A New Algorithm for the Optimal Design of Anisotropic Materials
Vážené kolegyně, vážení kolegové,
chtěl bych Vás pozvat na přednášku Prof. Michaela Stingla, FAU Erlangen, Department of Mathematics s názvem "A New Algorithm for the Optimal Design of Anisotropic Materials". Přednáška se bude konat v úterý 8. 3. 2016 od 11:00 hod v zasedací místnosti NTIS/KME UN 448, 4. patro.

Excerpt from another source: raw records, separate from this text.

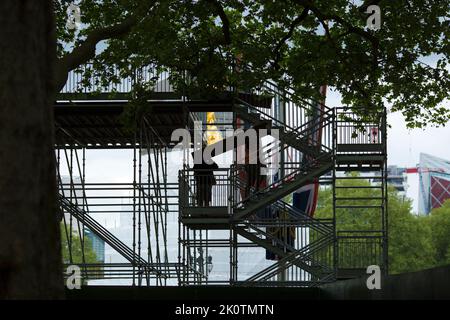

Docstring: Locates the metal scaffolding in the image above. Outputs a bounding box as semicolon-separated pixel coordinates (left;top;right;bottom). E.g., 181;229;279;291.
57;117;181;285
55;65;388;287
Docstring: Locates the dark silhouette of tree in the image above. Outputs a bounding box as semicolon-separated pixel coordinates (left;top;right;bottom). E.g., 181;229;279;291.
0;1;63;299
0;0;448;298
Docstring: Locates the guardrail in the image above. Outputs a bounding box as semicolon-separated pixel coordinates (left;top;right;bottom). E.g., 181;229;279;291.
60;64;175;96
335;108;386;154
336;230;384;269
179;168;231;213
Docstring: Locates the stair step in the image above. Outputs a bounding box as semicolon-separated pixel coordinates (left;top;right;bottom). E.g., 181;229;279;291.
58;194;167;278
335;197;384;200
335;205;383;208
235;104;330;159
336;186;382;189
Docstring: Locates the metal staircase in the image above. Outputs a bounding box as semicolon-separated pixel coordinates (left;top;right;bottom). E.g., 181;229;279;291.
58;193;167;279
244;234;335;284
333;108;388;278
178;81;387;286
234;99;334;159
228;150;334;285
271;200;333;235
203;85;336;285
230;94;334;219
234;222;332;279
54;62;387;287
231;158;333;220
224;156;335;278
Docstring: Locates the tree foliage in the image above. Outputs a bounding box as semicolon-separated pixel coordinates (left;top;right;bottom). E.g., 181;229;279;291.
315;177;450;274
60;224;100;264
54;0;449;127
426;200;450;266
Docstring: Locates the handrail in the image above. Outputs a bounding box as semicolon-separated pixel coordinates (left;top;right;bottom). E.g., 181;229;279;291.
246;233;334;282
236;62;331;114
235;97;334;155
231;173;332;233
235;97;333;134
58;193;168;279
230;150;332;208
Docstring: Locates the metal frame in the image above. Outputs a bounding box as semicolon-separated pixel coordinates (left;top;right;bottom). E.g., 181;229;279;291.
57;114;187;286
334;108;388;277
56;64;388;287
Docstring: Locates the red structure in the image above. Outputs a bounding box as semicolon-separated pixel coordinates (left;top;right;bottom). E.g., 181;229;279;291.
430;175;450;210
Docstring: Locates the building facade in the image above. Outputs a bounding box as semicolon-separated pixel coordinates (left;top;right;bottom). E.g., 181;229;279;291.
418;153;450;215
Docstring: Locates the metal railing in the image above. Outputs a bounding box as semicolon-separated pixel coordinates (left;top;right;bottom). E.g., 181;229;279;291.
235;98;334;149
59;193;166;278
234;98;334;186
62;263;200;282
60;64;176;96
335;108;386;153
58;182;179;215
229;148;332;211
244;232;334;283
179;168;231;211
336;231;384;269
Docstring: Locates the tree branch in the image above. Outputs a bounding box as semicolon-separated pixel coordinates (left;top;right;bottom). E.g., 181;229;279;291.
292;0;379;48
314;12;375;106
55;3;156;92
358;0;382;13
206;0;231;45
324;13;379;47
292;0;379;76
272;7;309;70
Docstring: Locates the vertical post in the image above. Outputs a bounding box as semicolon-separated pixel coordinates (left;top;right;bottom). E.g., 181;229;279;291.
138;120;143;286
230;97;237;286
145;128;151;286
75;148;87;279
132;130;137;286
186;226;190;285
234;229;238;284
277;89;286;282
332;108;338;279
69;148;74;264
193;229;197;284
278;91;286;181
177;216;182;286
199;231;203;285
229;225;234;285
205;229;209;283
146;129;153;286
231;227;238;285
164;147;169;286
181;219;186;286
82;147;86;252
383;109;389;275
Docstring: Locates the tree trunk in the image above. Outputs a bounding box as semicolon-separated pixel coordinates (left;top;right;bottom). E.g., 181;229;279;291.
0;1;64;298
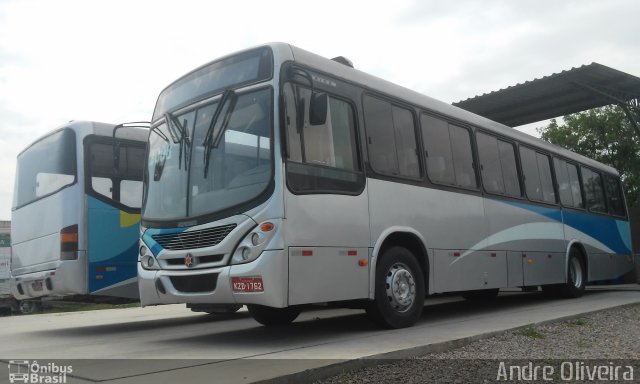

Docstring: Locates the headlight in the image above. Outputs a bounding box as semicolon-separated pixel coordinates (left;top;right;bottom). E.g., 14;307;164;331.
139;242;159;270
231;221;277;265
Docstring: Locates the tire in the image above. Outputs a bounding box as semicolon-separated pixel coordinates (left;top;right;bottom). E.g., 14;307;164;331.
19;300;41;315
557;249;587;298
247;305;300;326
366;246;425;329
461;288;499;302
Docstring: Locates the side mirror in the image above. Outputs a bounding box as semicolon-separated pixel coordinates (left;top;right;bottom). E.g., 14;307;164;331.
309;92;328;126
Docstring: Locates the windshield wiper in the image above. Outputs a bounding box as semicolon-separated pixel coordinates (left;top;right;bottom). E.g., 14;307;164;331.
149;126;170;181
165;113;190;170
202;89;237;177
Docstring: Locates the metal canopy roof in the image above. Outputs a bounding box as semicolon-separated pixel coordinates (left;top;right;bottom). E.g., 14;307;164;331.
453;62;640;127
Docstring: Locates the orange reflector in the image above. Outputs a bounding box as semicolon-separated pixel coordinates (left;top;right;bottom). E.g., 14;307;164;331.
260;222;275;232
348;250;357;256
527;259;534;264
358;259;368;267
301;250;313;256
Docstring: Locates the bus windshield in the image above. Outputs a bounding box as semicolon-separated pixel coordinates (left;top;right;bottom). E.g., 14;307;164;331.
143;87;273;222
13;128;76;209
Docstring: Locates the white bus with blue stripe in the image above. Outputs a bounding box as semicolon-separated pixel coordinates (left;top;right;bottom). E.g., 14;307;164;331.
138;43;633;328
11;121;148;301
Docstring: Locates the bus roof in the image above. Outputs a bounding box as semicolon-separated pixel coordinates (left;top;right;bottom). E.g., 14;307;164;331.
19;121;148;157
278;43;619;176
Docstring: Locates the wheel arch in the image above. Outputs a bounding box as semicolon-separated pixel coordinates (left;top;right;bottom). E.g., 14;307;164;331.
566;240;589;283
370;227;429;299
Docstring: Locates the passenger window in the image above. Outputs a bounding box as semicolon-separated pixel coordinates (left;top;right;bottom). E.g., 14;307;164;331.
520;147;555;203
477;133;503;193
421;114;455;185
284;83;363;194
605;174;625;216
537;153;555;203
498;140;521;197
554;159;584;208
421;114;476;188
477;132;521;196
363;95;419;178
567;163;584;208
449;125;477;188
87;141;145;209
582;167;607;213
92;177;113;199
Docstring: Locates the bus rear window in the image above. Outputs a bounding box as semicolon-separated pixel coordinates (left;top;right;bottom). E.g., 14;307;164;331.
13;129;76;208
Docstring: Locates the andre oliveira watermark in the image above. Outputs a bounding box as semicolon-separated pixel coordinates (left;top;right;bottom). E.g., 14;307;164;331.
8;360;72;384
497;361;634;382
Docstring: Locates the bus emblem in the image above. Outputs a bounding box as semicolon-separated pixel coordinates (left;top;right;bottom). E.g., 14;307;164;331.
185;254;194;268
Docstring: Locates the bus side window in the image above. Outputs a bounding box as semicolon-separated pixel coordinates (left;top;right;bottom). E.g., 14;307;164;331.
363;95;419;178
520;147;555;203
554;158;584;208
421;113;476;189
582;167;607;213
604;174;625;216
421;114;454;185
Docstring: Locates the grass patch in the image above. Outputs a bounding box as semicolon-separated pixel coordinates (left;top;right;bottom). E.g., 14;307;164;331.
566;318;586;327
519;326;545;339
576;339;592;349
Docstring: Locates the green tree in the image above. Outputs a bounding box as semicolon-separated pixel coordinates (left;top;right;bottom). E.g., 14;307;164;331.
538;104;640;207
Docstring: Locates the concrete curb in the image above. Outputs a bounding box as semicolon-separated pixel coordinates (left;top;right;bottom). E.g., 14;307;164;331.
255;300;640;384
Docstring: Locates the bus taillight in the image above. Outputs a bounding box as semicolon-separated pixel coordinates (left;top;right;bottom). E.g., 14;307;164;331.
60;224;78;260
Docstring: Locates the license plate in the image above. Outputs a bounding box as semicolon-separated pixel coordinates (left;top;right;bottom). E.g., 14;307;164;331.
31;280;43;291
231;276;264;293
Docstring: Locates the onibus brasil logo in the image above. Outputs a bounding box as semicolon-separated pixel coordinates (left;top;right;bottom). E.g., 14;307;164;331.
8;360;72;383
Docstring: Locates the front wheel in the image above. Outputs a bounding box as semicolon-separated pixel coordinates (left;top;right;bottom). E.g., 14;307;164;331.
366;246;425;329
247;305;301;326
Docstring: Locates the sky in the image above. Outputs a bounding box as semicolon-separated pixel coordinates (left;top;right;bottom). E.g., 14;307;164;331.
1;0;639;220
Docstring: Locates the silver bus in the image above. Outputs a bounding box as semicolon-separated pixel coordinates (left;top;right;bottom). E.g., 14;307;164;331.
11;121;147;302
138;43;633;328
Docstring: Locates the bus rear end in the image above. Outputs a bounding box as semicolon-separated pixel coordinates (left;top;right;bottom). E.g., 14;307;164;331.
11;126;86;299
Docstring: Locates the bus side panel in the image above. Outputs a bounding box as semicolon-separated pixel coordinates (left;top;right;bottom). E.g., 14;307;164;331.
483;199;566;286
367;179;489;294
284;189;370;305
562;211;633;282
87;196;140;298
11;186;82;276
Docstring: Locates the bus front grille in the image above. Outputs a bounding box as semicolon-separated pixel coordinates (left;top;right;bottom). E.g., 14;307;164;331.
169;273;218;293
152;224;237;250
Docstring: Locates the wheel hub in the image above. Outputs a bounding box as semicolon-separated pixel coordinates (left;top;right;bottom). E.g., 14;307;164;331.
385;263;416;313
569;257;583;288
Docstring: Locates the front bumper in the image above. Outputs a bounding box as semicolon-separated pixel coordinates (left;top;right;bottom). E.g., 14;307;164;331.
138;249;288;308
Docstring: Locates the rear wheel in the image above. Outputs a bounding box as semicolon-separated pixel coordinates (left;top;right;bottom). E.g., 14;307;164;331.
558;249;586;298
247;305;300;326
366;246;425;329
18;300;41;315
543;249;586;299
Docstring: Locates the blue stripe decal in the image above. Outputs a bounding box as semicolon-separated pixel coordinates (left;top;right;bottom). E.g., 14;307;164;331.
497;199;631;254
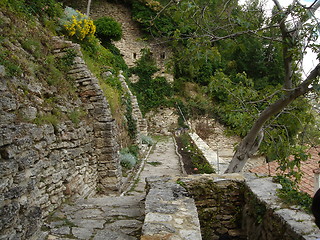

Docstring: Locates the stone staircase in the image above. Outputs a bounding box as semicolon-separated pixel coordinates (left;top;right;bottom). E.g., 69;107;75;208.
42;136;182;240
43;194;145;240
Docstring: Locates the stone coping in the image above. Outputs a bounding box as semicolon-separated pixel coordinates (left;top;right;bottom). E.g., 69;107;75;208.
189;132;229;174
142;176;202;240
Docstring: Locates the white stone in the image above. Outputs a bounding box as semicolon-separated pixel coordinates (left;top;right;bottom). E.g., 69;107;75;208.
145;212;173;222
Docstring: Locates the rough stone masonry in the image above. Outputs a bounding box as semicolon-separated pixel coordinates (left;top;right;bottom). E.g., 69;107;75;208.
0;37;121;239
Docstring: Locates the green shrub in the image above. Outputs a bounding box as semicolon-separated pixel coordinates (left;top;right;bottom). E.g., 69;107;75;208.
273;175;312;212
94;16;122;42
130;49;173;113
141;135;154;146
120;152;137;169
131;0;176;37
55;48;77;71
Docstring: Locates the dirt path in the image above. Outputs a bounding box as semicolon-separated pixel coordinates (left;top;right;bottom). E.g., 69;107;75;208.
42;136;182;239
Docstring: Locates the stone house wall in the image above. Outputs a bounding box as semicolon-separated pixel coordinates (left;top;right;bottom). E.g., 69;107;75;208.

Přednáší: Prof. Michael Stingl, FAU Erlangen, Department of Mathematics
A new algorithm for the solution of optimal design problems with control in parametrized coefficients is discussed. The algorithm is based on the sequential convex programming idea, however, in each major iteration a model is established on the basis of the parametrized material tensor. The potentially nonlinear parametrization is then treated on the level of the sub-problem, where, due to block separability of the model, globally optimal solutions can be computed. Although global optimization of non-convex design problems is in general prohibitive, a smart combination of analytic solutions along with standard global optimization techniques leads to a very efficient algorithm for the most relevant material parameterizations. The effectiveness of the algorithm in terms of computation time as well as quality of the solution with respect to global lower bounds is demonstrated by a series of numerical examples. Examples range from free material optimization problems via parametric and discrete material optimization problems (e.g. optimal orientation problems) to two-scale material design.